# centurions and Librarian councle



## Usaal (Apr 9, 2008)

So the latest pain in my A$$ is a "Friends" list including 6 Centurions ( 1 with lascannon and split fire), then that caster group/counsel thing... the one that casts spells on 2+.

I am trying to find a way to put him on the defensive, rather than hiding from it and feeding it Rhino's to block line of site.

I did attempt to take out my IG and hit them with Basilisks and what not, but then Invisibility put a stop to that 
Tried Drop pod with Dread, and one with Grey hunters.... not enough damage.
Tried Hades Drills from DkoK... such a usless unit in this edition 
Most luck I have had is with Daemons and the Book of True names... but that takes a few rolls to have line up for the book and cursed earth...

Has anyone had any luck pushing this squad back, or taking it out?
I have Nids, IG, SpaceWolves, Chaos and Daemons... any tips to help me with them would be great.


----------



## ntaw (Jul 20, 2012)

Every time I have charged a Centurion squad, Invisible or not, I have beat them even if it took a couple rounds of combat. Key thing is once they're tied up they can't do much.

At least they aren't showing up in Drop Pods...


----------



## Usaal (Apr 9, 2008)

That's true, the lack of overwatch is nice for them, my issue is getting up to them.

Altho last night I did a "Test" run of a squad of 20 daemonettes running straight at them. Even with re-rolls they were only getting about 3-5 a round. The daemons were fast enough that I still hit em with an over kill number... so that may be my answer for them.


----------



## darkreever (Apr 3, 2008)

Have you given any thought to using a culexus assassin to disrupt the psychic powers from working? Or a vindicare to pick off librarians?

How about a knight errant with thermal cannon?


----------



## ntaw (Jul 20, 2012)

What army do you _want_ to use?

p.s.
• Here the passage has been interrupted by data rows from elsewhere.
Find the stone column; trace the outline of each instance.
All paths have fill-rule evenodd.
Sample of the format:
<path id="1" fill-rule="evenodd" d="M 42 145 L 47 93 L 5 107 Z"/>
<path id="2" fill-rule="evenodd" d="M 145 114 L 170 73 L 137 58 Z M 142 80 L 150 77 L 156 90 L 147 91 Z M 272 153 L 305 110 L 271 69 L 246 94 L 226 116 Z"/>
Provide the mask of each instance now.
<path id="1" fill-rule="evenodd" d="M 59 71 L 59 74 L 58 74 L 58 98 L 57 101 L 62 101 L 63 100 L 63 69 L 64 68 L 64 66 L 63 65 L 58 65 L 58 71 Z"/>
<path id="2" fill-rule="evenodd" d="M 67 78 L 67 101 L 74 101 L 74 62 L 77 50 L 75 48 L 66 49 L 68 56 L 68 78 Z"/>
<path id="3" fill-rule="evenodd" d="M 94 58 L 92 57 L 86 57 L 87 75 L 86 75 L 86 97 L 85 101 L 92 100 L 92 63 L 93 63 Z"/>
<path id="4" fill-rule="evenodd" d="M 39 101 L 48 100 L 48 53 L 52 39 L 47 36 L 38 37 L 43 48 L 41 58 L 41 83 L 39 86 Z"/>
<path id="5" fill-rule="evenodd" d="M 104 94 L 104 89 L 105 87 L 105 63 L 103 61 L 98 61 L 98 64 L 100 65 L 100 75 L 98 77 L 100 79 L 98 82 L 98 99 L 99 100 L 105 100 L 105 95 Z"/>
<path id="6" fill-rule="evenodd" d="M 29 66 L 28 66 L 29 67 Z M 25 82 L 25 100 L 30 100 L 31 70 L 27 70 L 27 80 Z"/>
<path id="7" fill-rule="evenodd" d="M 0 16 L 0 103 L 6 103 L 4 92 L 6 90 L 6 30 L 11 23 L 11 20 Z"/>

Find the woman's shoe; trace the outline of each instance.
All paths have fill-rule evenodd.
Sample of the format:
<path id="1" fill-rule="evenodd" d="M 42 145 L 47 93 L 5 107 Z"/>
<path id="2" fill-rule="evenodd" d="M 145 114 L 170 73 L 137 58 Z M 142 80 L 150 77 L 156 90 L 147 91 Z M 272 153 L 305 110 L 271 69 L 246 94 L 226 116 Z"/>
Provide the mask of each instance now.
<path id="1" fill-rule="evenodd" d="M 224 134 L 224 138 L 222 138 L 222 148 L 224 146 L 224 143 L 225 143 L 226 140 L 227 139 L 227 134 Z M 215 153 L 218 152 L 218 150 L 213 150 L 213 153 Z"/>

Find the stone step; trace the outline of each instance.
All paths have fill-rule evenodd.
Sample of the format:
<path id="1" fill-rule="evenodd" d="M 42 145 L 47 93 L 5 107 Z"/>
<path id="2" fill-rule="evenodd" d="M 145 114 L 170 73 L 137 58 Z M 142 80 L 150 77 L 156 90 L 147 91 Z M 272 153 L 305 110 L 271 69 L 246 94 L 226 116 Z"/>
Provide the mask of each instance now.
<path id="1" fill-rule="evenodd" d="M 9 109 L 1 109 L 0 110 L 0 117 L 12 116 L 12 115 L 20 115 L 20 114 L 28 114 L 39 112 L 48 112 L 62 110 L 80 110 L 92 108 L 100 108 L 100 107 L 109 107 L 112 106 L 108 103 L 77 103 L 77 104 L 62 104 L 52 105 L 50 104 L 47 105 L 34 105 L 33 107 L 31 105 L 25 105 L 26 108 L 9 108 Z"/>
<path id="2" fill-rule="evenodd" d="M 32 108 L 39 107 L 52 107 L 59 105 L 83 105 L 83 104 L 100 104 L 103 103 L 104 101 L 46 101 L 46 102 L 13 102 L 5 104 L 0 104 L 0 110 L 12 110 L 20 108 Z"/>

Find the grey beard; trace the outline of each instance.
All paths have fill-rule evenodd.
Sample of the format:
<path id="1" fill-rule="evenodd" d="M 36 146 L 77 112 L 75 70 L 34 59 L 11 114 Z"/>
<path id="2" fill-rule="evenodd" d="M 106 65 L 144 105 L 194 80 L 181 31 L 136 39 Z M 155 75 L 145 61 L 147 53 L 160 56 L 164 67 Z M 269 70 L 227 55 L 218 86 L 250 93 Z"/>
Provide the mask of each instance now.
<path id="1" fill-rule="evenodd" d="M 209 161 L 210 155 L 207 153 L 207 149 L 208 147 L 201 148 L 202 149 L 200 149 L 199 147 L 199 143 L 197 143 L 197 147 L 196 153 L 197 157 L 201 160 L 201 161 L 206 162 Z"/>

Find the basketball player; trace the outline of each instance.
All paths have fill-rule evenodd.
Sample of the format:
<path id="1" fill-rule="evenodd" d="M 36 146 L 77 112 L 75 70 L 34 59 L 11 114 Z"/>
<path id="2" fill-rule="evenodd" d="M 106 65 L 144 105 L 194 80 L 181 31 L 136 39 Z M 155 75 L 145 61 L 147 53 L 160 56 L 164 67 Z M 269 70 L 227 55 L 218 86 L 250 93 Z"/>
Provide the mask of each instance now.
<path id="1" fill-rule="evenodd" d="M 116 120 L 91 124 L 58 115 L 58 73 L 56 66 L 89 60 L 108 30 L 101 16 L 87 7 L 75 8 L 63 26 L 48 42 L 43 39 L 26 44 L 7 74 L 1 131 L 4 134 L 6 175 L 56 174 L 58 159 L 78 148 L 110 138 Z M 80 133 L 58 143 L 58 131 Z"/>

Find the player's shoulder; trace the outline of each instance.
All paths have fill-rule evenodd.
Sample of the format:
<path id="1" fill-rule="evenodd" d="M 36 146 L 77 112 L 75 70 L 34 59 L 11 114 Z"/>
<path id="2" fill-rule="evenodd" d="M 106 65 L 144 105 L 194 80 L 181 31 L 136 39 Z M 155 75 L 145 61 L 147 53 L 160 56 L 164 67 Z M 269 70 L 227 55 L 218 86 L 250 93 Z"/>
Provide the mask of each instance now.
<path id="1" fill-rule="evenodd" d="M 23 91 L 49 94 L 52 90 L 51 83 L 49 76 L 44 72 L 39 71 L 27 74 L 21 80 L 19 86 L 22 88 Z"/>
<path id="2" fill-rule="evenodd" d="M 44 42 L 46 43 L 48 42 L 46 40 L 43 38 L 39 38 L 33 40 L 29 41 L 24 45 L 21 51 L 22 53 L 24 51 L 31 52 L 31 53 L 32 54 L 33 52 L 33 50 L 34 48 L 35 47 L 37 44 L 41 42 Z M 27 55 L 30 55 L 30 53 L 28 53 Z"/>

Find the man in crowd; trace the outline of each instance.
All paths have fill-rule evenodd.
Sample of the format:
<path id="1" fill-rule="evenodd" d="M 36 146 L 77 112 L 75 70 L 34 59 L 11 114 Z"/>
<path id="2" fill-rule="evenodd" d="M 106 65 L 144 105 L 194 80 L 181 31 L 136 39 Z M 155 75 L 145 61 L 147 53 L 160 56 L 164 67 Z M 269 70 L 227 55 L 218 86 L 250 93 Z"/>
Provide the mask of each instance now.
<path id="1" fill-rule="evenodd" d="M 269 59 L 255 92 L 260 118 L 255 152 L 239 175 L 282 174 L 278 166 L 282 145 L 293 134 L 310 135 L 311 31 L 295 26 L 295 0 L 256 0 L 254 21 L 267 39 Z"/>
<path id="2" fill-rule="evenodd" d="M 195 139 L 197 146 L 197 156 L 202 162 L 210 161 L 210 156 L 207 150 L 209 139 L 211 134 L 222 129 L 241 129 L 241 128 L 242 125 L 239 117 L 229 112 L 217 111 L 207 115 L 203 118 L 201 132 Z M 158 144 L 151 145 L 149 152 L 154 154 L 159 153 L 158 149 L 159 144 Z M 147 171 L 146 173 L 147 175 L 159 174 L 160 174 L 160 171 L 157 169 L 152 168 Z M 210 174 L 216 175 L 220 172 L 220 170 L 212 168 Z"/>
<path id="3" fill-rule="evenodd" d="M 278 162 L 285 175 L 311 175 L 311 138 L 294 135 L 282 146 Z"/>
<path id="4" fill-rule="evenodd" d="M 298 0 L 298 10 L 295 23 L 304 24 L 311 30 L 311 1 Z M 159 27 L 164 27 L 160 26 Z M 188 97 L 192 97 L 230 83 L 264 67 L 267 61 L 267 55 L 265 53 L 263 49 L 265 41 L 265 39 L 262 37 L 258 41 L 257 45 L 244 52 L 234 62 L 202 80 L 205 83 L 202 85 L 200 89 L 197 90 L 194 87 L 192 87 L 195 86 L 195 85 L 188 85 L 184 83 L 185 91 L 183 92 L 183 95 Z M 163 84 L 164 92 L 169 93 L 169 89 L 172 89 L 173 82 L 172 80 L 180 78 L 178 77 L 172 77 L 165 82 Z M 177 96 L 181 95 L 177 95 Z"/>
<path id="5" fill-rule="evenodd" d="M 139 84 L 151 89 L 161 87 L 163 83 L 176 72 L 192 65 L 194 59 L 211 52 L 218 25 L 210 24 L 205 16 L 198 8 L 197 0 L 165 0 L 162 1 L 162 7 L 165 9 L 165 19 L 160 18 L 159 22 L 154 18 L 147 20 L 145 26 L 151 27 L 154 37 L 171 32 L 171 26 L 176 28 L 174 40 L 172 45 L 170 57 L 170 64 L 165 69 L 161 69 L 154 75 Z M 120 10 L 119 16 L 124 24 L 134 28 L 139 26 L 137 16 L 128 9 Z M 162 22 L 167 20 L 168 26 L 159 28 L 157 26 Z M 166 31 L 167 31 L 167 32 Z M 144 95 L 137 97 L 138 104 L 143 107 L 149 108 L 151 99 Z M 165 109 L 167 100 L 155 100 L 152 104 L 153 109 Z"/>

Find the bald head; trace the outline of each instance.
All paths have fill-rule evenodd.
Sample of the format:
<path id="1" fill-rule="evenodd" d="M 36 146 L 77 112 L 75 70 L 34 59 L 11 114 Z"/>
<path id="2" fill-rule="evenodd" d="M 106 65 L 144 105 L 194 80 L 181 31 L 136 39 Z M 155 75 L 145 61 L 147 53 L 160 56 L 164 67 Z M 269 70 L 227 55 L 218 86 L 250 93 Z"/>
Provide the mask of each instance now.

Culexus for the win.


----------



## R_Squared (Mar 24, 2013)

Thunderwolf cavalry in CC? Fast and tough enough to get in and will certainly put a dent in them.
You don't have to kill them, just stop your opponent from using them effectively. Any fast unit that can survive into CC and hold them in it for the game should be considered a win, especially as it is a huge points sink that will now be doing nothing except trying to survive. I'd use Ork Stormboyz or similar for the same effect.
All those las-cannons, points and Psychic powers tied up in one unit, sounds like a huge bonus for his opponents.


----------



## Mossy Toes (Jun 8, 2009)

Culexus, Karanak--those strike me as the best options.


----------



## Xabre (Dec 20, 2006)

Why not take your own Librarian Council, so you can Deny what they do?


----------



## MidnightSun (Feb 10, 2009)

Xabre said:


> Why not take your own Librarian Council, so you can Deny what they do?


Not a chance. A Librarian Conclave can *easily* push any given power through on 10 to 12 power dice if they really want, and chances are they're putting the four they want through on 3 or 4 dice each. 2+ to harness with a re-roll from Tigurius if you somehow fail it is bloody reliable, and the only powers they cast are Blessings so good luck Denying them.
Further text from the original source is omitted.